Of course, that number probably doesn't mean much to you, so let me put it in some perspective. Each one of those cars you see holds roughly 120 tons of coal. So if you have, say, a 100-car train, you're talking about 12,000 tons of coal.
Sound like a lot? Actually, it's a drop in the bucket. Do you have the slightest idea how many of those 100-car trains you could fill if you mined all of the coal reserves in the U.S.? Turns out it would be just shy of 21.7 million.
Let me put it another way: If it took 10 minutes for a 100-car train to roll through, you would have to sit in traffic a little over 412 years to see all the coal in the U.S. pass by. I hope you have a lot of reading material handy.
If you're looking for real-life numbers, the USEIA says we mined nearly 1.1 billion tons of coal in 2011 in 25 states -- which, at the current rate, means Tennessee Ernie Ford could keep singing "Sixteen Tons" for another 220 years.
What is interfering with my radio when I go down 17th Street, north or south, onto West Main Street? -- Carol Asbury, of Belleville
Without knowing exactly what you're experiencing, I can only guess, but I'm betting it may be the same thing that kills KMOX on my radio every time I pass by the News-Democrat building via North Lincoln.
What's happening is that my car is passing under or near some heavy-duty power lines. As electricity flows through these lines, they generate a mild electromagnetic field that disrupts the radio signal bouncing back to Earth from the upper atmosphere.
As a result, I experience a brief disruption until I leave the range of that narrow field and the radio signal once again beams down into my car undisturbed. It's the same reason you hear so much crackling during a thunderstorm and why you may experience reception problems crossing bridges or going through tunnels or mountainous areas -- they're all interfering with the signal.
Settle a bet: I say at least 80 percent of the cars in Brazil can run on alcohol because of their vast sugar-cane production. My friend says I'm wrong. What do you say? -- T.M., of Belleville
The same thing President Calvin Coolidge reportedly once said when someone bet she could make him say three words: You lose.
It is true that Brazil began converting sugar cane into ethanol in the 1920s, and fuel blends of up to 50 percent ethanol were seen in the early 1940s as German U-boats sank oil shipments.
As production increased, a third of the country's motor fleet reportedly was running on pure ethanol by the late 1980s. But when ethanol production started to run short because of the high demand, gas stations started to run out and many of those vehicles reportedly had to be parked by mid-1989.
By 1991, gasoline prices had dropped and Brazil actually began importing ethanol. Now, you'll largely find stations selling a blend with 20 percent to 25 percent ethanol, far from pure alcohol.

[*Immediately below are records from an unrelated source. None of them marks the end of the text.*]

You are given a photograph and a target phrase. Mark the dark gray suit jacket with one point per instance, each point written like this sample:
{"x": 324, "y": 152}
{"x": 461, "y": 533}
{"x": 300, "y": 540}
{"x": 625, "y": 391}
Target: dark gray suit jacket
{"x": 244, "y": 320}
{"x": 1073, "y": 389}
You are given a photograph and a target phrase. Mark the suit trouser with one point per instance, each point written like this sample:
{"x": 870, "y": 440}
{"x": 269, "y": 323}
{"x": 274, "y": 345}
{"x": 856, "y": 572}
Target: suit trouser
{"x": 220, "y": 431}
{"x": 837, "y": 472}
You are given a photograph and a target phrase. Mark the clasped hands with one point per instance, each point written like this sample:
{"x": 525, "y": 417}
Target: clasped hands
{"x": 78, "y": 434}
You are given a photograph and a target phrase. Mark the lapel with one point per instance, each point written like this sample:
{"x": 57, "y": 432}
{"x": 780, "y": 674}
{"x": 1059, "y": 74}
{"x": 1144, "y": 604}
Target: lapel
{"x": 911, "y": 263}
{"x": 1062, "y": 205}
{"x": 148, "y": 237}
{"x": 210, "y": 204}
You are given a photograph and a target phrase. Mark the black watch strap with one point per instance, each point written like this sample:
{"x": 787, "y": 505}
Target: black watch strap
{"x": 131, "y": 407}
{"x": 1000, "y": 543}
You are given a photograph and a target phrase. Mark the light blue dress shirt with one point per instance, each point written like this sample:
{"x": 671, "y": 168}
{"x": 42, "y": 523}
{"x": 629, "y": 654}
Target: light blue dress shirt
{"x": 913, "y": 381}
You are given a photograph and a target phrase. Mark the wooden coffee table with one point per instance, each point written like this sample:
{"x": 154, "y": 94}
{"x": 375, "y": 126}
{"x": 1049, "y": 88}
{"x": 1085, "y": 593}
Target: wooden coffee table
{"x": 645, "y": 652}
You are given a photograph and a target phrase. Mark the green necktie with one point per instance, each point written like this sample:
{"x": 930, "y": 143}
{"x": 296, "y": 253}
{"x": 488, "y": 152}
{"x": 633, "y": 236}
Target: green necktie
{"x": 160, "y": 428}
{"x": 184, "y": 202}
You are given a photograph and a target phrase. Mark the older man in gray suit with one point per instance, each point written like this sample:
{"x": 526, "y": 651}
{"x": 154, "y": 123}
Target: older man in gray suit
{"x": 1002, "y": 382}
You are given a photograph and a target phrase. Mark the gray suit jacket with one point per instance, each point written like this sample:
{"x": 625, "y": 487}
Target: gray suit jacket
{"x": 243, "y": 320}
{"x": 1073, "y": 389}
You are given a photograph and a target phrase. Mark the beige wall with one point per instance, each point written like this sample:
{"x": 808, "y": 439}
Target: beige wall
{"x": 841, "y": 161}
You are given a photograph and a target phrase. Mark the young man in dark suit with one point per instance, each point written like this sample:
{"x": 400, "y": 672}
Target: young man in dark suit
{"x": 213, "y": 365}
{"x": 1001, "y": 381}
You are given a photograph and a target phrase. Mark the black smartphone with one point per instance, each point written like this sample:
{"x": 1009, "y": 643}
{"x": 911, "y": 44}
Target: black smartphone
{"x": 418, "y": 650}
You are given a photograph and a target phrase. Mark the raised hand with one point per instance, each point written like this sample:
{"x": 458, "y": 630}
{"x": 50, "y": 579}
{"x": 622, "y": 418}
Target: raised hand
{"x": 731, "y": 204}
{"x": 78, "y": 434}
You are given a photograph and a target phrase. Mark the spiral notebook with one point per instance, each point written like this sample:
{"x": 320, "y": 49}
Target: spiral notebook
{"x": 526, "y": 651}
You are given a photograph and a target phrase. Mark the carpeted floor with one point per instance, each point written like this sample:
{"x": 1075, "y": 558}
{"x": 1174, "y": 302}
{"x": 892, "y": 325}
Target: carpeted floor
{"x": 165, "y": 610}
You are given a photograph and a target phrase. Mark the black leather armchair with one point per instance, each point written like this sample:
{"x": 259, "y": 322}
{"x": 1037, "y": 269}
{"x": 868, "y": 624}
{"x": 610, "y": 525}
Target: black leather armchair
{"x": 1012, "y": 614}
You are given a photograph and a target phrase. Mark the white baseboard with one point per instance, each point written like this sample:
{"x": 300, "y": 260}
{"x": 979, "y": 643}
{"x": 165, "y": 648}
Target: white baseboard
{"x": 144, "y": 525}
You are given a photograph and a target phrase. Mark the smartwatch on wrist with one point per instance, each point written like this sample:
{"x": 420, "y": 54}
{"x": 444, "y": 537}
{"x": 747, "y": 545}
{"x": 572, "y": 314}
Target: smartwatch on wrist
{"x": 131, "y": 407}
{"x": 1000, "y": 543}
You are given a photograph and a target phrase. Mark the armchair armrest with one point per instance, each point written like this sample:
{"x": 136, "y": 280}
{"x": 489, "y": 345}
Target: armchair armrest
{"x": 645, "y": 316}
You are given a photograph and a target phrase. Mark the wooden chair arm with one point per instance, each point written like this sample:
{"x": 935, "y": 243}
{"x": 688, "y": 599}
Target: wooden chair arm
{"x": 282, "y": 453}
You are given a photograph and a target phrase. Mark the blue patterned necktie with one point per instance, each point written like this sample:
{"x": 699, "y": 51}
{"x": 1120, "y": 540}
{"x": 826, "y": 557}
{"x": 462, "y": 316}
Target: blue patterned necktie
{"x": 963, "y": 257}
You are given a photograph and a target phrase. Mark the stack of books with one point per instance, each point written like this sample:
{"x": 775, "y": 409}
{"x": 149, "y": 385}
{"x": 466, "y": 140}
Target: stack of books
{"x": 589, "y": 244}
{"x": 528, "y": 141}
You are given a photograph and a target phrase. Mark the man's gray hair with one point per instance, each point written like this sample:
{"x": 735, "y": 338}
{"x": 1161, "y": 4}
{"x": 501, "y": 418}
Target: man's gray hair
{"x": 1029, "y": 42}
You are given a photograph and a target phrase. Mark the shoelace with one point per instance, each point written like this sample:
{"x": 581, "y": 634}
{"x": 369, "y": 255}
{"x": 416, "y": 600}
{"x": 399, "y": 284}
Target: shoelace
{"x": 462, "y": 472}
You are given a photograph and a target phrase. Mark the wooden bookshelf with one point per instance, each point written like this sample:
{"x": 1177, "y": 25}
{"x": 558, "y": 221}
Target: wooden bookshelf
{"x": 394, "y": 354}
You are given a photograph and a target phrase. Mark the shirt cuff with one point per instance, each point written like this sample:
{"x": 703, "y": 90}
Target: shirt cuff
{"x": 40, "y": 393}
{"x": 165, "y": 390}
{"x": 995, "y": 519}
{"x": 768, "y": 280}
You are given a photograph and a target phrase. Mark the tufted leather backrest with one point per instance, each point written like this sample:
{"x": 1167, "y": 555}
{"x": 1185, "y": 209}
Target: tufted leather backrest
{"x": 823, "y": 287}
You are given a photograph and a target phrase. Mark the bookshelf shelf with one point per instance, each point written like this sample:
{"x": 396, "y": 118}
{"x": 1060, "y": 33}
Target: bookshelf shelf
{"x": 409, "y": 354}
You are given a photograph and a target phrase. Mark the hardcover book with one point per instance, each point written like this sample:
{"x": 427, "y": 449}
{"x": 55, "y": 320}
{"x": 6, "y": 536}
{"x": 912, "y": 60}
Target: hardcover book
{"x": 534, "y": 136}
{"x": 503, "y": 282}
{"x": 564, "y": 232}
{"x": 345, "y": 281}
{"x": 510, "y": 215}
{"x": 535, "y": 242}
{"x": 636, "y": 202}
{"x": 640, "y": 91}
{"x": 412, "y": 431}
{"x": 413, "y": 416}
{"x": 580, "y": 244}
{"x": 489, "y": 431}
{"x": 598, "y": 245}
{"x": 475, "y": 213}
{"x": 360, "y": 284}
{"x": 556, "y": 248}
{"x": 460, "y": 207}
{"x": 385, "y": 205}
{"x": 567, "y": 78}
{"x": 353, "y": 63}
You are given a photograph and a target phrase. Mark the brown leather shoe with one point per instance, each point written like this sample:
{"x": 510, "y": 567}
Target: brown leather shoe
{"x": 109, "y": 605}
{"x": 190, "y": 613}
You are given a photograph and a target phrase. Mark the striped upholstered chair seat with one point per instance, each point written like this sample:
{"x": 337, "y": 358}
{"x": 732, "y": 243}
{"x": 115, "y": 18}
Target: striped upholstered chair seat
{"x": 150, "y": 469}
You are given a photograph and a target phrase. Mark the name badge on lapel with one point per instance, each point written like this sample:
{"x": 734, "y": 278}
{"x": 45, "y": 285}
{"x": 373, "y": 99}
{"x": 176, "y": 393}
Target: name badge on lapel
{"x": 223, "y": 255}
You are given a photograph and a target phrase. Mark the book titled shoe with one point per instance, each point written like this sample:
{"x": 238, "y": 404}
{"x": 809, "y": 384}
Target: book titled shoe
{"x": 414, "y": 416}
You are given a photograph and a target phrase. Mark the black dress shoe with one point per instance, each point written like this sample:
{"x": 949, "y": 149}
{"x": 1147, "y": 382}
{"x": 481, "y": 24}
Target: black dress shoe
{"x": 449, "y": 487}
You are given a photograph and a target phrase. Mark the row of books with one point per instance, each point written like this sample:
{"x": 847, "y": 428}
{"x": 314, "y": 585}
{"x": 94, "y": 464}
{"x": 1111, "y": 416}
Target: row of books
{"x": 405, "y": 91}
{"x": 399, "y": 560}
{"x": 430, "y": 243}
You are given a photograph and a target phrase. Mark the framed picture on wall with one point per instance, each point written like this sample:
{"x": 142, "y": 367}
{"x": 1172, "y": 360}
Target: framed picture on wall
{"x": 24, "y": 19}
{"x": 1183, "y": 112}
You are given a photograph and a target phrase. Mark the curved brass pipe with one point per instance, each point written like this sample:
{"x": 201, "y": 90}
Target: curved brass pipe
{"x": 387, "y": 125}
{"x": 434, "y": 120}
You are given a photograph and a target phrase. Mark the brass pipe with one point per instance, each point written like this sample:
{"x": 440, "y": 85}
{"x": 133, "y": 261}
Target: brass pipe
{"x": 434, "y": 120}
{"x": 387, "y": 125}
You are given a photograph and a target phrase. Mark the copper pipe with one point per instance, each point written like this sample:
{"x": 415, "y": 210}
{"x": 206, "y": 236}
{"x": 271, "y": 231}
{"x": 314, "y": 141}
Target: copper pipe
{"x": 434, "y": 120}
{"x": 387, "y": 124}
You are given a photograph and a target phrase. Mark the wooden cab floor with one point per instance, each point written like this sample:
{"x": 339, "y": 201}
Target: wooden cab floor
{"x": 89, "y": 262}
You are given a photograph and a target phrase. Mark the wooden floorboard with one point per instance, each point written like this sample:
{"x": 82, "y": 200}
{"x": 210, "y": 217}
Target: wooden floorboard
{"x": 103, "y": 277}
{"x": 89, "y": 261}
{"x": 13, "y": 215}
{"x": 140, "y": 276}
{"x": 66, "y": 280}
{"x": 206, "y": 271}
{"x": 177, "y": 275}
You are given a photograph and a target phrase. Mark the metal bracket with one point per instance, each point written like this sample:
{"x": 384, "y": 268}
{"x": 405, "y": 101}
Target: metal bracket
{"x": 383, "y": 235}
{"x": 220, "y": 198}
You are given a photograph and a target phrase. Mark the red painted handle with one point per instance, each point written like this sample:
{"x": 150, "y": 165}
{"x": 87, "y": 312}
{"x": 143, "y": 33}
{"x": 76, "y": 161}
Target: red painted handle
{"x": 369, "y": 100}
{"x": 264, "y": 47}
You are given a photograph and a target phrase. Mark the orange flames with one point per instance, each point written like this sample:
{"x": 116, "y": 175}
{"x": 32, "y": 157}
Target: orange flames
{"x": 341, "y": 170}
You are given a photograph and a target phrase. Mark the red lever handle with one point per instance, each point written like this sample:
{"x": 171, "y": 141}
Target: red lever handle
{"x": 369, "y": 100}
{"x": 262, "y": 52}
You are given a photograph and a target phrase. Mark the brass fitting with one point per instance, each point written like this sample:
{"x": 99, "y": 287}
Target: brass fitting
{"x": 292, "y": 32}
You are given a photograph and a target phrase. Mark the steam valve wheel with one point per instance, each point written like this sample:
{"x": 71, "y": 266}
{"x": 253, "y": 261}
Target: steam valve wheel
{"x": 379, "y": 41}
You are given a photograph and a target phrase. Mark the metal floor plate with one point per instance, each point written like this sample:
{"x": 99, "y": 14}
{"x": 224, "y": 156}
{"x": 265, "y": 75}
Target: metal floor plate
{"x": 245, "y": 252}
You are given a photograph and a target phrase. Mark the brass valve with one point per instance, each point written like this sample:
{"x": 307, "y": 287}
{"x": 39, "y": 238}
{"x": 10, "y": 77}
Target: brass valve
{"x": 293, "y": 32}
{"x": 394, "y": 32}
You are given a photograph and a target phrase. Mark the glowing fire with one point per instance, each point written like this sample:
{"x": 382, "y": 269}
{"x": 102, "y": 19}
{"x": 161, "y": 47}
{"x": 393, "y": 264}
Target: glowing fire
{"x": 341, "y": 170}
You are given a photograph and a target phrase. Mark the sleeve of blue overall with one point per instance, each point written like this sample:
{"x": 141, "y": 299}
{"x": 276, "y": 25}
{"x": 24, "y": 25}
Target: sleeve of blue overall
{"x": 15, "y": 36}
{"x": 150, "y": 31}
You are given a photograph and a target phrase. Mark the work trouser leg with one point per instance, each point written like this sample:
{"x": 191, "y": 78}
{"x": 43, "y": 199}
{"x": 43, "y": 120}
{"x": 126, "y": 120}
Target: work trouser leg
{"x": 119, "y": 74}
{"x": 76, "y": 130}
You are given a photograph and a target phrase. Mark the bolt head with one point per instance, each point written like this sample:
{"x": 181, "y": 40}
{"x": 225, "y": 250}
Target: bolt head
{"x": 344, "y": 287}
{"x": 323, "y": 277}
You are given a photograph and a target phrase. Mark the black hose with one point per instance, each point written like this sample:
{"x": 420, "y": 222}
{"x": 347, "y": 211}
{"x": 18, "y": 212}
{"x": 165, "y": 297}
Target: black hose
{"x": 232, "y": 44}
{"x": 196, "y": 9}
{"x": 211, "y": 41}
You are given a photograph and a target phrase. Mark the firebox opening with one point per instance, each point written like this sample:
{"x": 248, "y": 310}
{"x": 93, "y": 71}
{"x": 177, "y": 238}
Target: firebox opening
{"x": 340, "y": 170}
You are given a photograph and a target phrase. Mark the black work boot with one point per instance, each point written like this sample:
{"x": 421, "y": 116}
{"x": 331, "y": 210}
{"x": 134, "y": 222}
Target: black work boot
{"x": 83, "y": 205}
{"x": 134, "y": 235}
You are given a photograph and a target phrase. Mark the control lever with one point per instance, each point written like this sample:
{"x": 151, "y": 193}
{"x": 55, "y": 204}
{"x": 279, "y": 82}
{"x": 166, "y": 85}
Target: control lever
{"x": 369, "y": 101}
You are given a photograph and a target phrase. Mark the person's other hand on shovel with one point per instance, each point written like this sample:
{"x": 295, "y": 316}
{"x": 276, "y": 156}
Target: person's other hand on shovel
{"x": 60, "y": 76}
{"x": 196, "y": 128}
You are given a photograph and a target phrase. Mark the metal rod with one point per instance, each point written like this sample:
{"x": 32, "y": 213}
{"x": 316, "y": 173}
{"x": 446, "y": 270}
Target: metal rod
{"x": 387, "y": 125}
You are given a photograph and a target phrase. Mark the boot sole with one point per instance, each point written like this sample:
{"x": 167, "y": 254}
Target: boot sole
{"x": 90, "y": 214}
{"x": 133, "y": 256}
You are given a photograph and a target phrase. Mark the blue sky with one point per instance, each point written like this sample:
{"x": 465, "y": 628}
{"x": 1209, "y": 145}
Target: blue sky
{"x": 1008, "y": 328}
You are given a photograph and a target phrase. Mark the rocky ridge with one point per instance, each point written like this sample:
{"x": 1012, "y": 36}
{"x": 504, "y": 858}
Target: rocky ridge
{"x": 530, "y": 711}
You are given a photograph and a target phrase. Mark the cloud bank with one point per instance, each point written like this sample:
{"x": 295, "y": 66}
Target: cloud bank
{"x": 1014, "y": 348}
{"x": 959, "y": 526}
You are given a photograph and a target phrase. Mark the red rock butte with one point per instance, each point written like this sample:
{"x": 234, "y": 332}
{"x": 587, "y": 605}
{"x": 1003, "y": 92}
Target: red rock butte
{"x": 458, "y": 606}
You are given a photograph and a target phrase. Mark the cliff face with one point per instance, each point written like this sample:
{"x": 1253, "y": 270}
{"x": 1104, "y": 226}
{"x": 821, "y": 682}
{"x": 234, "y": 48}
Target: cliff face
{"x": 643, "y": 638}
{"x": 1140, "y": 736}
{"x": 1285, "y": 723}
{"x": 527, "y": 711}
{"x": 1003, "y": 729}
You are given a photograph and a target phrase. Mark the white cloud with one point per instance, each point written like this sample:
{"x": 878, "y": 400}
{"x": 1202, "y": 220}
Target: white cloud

What is the only Middle Eastern country that does not have a desert?
Answer to Sunday's trivia: If you visit the U.S. Capitol, you'll find two statues of famous people from each of the 50 states. Representing Illinois are James Shields, the only person in history to serve as a U.S. Senator from three states (Illinois, Minnesota and Missouri) and Frances Willard, an educator, suffragist and long-time president of the Women's Christian Temperance Union. But the only king among the 100 statues is King Kamehameha I, who conquered the Hawaiian Islands and established the Kingdom of Hawai'i in 1810. The other Hawaiian represented is Father Damien, known for his ministry to people with Hansen's disease (leprosy) on the island of Moloka'i.